Macro average recall decreased by about 1%; next we can tune hyperparameters in order to improve our results.

In [23]:
import sklearn.model_selection


hyperparameter_dict = {"n_estimators": [100, 200, 500, 800, 1300, 1800, 2000, 2500],
                       "criterion": ["gini", "entropy"],
                       "max_depth": [None, 3, 4, 5, 10, 15, 20, 25, 30, 35, 40, 45, 50, 55, 60],
                       "min_samples_split": [2, 3, 4, 5, 7, 10, 15],
                       "min_samples_leaf": [1, 2, 4, 5],
                       "bootstrap": [False],
                       "sampling_strategy": ["majority", "not minority", "not majority", "all"],
                       "replacement": [True],
                       "random_state": [1234],
                       "class_weight": [None, "balanced", "balanced_subsample"]
                       }

RandomSearchrf = imblearn.ensemble.BalancedRandomForestClassifier()

rf_random = sklearn.model_selection.RandomizedSearchCV(estimator = RandomSearchrf, param_distributions = hyperparameter_dict, n_iter = 30, cv = 3, verbose=2, random_state=1234, scoring="recall_macro")

randsearch_output = rf_random.fit(refined_training, np.ravel(training_y))
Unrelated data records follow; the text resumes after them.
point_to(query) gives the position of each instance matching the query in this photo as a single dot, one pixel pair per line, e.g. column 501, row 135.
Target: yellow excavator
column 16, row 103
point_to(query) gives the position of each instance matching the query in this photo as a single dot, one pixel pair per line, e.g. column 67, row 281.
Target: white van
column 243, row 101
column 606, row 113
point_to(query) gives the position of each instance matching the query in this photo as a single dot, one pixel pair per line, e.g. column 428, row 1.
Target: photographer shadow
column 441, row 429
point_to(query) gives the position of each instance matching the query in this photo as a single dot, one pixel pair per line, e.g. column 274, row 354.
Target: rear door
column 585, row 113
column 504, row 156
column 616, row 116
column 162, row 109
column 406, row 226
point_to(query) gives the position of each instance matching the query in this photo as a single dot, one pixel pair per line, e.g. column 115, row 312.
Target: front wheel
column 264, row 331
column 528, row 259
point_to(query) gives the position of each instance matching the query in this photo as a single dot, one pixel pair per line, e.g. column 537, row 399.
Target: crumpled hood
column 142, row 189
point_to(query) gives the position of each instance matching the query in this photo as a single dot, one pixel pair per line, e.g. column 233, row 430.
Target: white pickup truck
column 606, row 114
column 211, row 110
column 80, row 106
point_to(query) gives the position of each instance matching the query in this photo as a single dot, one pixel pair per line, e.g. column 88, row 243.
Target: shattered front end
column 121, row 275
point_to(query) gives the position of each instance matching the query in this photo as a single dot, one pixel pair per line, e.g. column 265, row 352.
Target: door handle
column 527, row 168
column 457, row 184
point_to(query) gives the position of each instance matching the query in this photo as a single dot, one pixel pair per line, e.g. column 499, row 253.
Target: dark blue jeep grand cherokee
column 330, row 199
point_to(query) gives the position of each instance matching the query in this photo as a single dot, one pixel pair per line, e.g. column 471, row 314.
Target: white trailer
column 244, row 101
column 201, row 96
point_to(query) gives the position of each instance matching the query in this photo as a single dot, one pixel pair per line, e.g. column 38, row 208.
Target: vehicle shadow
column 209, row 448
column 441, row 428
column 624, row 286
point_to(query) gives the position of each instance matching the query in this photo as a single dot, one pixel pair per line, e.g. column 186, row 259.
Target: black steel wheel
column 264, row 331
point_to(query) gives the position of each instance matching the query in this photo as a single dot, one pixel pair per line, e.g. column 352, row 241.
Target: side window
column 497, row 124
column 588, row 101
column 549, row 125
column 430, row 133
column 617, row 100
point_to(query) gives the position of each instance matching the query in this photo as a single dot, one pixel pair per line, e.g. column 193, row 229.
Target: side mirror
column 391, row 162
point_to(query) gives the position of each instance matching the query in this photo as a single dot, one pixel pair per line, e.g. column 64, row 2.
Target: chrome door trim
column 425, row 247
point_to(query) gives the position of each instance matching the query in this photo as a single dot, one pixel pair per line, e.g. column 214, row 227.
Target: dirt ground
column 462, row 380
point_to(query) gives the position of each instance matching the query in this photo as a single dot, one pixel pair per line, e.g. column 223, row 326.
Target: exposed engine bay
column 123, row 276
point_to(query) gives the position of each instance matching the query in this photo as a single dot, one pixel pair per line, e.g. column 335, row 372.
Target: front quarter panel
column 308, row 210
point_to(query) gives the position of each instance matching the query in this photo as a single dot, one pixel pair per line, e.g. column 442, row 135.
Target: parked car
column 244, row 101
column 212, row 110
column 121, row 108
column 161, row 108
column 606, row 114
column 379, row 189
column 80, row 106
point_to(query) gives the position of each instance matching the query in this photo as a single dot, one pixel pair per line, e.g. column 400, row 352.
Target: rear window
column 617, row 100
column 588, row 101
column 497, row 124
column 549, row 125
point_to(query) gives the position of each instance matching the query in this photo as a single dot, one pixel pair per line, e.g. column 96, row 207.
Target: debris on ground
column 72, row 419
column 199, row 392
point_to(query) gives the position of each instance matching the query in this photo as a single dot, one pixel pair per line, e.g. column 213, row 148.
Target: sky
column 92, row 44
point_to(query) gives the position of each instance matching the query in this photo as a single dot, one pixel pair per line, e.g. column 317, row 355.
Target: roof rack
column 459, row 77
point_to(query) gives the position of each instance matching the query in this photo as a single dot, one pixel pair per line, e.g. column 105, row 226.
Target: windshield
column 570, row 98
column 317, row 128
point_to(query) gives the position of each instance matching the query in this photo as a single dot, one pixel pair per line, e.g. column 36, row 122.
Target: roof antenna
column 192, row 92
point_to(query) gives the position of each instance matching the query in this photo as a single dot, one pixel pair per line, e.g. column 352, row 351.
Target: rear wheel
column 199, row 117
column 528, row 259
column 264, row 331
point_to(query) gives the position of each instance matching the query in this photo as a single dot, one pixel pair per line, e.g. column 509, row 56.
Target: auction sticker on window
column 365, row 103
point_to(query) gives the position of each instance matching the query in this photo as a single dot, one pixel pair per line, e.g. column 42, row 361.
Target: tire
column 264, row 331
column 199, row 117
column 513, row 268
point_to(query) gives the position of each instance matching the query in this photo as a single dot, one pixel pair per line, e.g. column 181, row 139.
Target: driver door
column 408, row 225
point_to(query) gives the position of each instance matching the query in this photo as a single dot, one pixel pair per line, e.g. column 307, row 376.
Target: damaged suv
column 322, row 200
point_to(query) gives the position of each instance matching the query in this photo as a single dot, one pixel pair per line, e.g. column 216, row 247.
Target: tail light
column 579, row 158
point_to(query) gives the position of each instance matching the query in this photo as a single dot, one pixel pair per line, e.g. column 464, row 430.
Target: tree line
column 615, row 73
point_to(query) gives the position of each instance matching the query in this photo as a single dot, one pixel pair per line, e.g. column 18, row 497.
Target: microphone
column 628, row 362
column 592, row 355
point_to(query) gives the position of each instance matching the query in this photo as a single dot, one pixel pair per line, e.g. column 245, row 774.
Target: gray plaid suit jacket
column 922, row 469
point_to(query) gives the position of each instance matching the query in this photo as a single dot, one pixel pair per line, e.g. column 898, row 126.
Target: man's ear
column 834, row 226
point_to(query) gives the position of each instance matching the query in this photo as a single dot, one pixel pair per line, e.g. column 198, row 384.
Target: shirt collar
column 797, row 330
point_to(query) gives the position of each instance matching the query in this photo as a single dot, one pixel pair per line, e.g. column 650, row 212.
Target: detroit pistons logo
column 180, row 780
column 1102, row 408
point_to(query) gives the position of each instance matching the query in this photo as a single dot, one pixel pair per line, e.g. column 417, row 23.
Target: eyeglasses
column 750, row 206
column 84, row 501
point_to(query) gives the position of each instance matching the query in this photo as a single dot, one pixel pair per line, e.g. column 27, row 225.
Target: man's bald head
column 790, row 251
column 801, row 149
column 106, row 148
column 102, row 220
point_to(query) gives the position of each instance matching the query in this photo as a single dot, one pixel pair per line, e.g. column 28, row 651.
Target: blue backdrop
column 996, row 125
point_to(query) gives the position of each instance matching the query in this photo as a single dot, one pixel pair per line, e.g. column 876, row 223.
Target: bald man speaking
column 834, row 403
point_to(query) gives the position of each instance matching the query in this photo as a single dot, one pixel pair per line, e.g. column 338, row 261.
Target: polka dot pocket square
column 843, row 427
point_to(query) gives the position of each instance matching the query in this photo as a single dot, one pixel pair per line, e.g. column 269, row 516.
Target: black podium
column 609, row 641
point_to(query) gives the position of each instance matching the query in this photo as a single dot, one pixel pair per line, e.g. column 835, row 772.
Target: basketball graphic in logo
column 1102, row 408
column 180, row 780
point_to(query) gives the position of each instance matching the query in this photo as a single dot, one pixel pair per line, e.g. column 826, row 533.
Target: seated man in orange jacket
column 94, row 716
Fitting 3 folds for each of 30 candidates, totalling 90 fits
[CV] END bootstrap=False, class_weight=balanced_subsample, criterion=gini, max_depth=10, min_samples_leaf=5, min_samples_split=3, n_estimators=1300, random_state=1234, replacement=True, sampling_strategy=all; total time=   7.7s
[CV] END bootstrap=False, class_weight=balanced_subsample, criterion=gini, max_depth=10, min_samples_leaf=5, min_samples_split=3, n_estimators=1300, random_state=1234, replacement=True, sampling_strategy=all; total time=   7.4s
[CV] END bootstrap=False, class_weight=balanced_subsample, criterion=gini, max_depth=10, min_samples_leaf=5, min_samples_split=3, n_estimators=1300, random_state=1234, replacement=True, sampling_strategy=all; total time=   7.4s
[CV] END bootstrap=False, class_weight=balanced, criterion=gini, max_depth=30, min_samples_leaf=1, min_samples_split=3, n_estimators=200, random_state=1234, replacement=True, sampling_strategy=not majority; total time=   2.5s
[CV] END bootstrap=False, cla

Next, let's see what our best classifier looked like!

In [33]:
randsearch_output.best_estimator_

BalancedRandomForestClassifier(bootstrap=False, max_depth=40,
                               min_samples_leaf=4, min_samples_split=3,
                               n_estimators=500, random_state=1234,
                               replacement=True,
                               sampling_strategy='not minority')

Now we can go ahead and split our training data into training and validation, and compare a baseline classifier to our new classifier.

In [42]:


baseline_classifier_2 = imblearn.ensemble.BalancedRandomForestClassifier(n_estimators=100, replacement=True, bootstrap=False, random_state=1234)
cross_validator = sklearn.model_selection.KFold(n_splits=10, shuffle=True, random_state=1234)
baseline_valid_results = sklearn.model_selection.cross_val_score(baseline_classifier_2, X=refined_training, y=np.ravel(training_y), groups=None, scoring="recall_macro",cv=cross_validator)
baseline_valid_results.mean()


  warn(
  warn(
  warn(
  warn(
  warn(
  warn(
  warn(
  warn(
  warn(
  warn(


0.5970270424886259

In [43]:
xvalidated_classifier = randsearch_output.best_estimator_

optimal_model_results = sklearn.model_selection.cross_val_score(xvalidated_classifier, X=refined_training, y=np.ravel(training_y), groups=None, scoring="recall_macro",cv=cross_validator)
optimal_model_results.mean()

0.6007666205803488

With a macro average recall of 60% versus the 60% of the baseline classifier, we have a classifier that performs reasonably well overall.